Eventually, after a series of ironies, Hung-hai’s father is forced to admit that his authoritarianism and refusal to allow his son to chart his own destiny has destroyed his family’s future. Unable to marry Hsui-ling who thinks that he has married Yoshiko after seeing her announce their engangement on television while he was away on his boat, Hung-hai falls into depression and takes to drink. Though he had long favoured Hung-hai to take over the business over his older son Ah-qin who has a physical disability and was therefore left behind in Taiwan to babysit the domestic business, Hung-hai’s father begins to realise the mistakes he has made and that in this ruined state Hung-hai will never amount to anything nor prove a worthy heir for his business empire.

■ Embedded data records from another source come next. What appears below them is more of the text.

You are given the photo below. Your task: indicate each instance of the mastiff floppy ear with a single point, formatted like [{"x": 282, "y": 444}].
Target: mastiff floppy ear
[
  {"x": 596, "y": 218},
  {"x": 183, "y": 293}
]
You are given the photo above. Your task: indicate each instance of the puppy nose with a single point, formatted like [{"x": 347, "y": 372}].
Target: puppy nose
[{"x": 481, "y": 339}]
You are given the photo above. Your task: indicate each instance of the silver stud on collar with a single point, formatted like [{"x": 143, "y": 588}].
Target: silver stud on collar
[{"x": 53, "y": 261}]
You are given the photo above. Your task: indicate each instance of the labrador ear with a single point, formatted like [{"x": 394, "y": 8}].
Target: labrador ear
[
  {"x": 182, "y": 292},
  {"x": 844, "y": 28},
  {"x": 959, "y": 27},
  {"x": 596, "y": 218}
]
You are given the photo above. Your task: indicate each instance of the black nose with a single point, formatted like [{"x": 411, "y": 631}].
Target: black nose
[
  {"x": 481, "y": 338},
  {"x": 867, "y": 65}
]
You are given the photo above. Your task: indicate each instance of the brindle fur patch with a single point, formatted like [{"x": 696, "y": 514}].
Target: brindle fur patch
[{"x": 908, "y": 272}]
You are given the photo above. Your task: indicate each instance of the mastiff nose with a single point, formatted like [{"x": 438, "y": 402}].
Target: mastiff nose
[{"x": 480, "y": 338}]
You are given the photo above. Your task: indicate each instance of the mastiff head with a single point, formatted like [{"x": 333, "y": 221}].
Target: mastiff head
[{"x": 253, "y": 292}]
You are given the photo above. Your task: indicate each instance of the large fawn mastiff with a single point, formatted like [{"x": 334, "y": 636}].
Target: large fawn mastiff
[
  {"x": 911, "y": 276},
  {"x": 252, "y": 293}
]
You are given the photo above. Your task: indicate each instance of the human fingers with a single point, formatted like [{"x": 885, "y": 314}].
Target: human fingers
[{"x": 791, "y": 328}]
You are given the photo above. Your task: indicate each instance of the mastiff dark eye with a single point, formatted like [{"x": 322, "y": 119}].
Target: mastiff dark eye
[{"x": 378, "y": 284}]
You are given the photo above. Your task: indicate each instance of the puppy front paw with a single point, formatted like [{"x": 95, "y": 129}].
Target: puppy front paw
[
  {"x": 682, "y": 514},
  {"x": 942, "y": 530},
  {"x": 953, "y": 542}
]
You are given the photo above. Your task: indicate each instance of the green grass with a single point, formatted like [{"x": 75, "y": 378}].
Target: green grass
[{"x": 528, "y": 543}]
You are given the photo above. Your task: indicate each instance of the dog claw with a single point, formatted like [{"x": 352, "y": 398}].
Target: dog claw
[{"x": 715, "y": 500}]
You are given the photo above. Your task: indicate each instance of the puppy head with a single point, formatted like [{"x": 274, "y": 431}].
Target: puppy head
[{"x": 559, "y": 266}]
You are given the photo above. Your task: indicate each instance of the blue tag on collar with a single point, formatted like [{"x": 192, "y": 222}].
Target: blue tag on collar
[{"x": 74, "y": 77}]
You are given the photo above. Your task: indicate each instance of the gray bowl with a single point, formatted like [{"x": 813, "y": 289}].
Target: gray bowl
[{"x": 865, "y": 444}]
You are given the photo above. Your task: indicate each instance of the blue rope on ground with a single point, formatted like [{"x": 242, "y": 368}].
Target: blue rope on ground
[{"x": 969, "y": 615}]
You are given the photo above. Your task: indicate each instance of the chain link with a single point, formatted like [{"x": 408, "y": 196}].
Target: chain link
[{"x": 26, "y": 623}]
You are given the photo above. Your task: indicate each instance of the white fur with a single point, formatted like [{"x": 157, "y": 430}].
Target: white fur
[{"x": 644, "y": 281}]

Ah-qin, meanwhile, is oblivious to all this and the soul of kindness and decency. In some ways, he might play into a stereotypical vision of disabled people as saintly and innocent, yet is unwittingly drawn into his brother’s romantic drama knowing nothing of his father’s animosity towards Hsui-ling and her family nor of his brother’s love for her which is the cause of his depression. He wants only for everyone in his family to be happy, and in the end is willing to sacrifice his own happiness to facilitate it (which is a paradoxical expression of “positive” filiality). Hung-hai had suggested simply running away and eloping to Taiwan but Hsui-ling’s mother was on her deathbed and neither of them really had the stomach to abandon their parents in a “foreign” land. Thus this kind of filiality that divides the lovers is nothing but destructive. Not only does it ruin the family entirely, disrupting the relationship between the brothers as well as between father and sons, but leads only to futility and heartbreak in which true freedom is found only in death.


The Love in Okinawa screens as part of this year’s Cinema at Sea.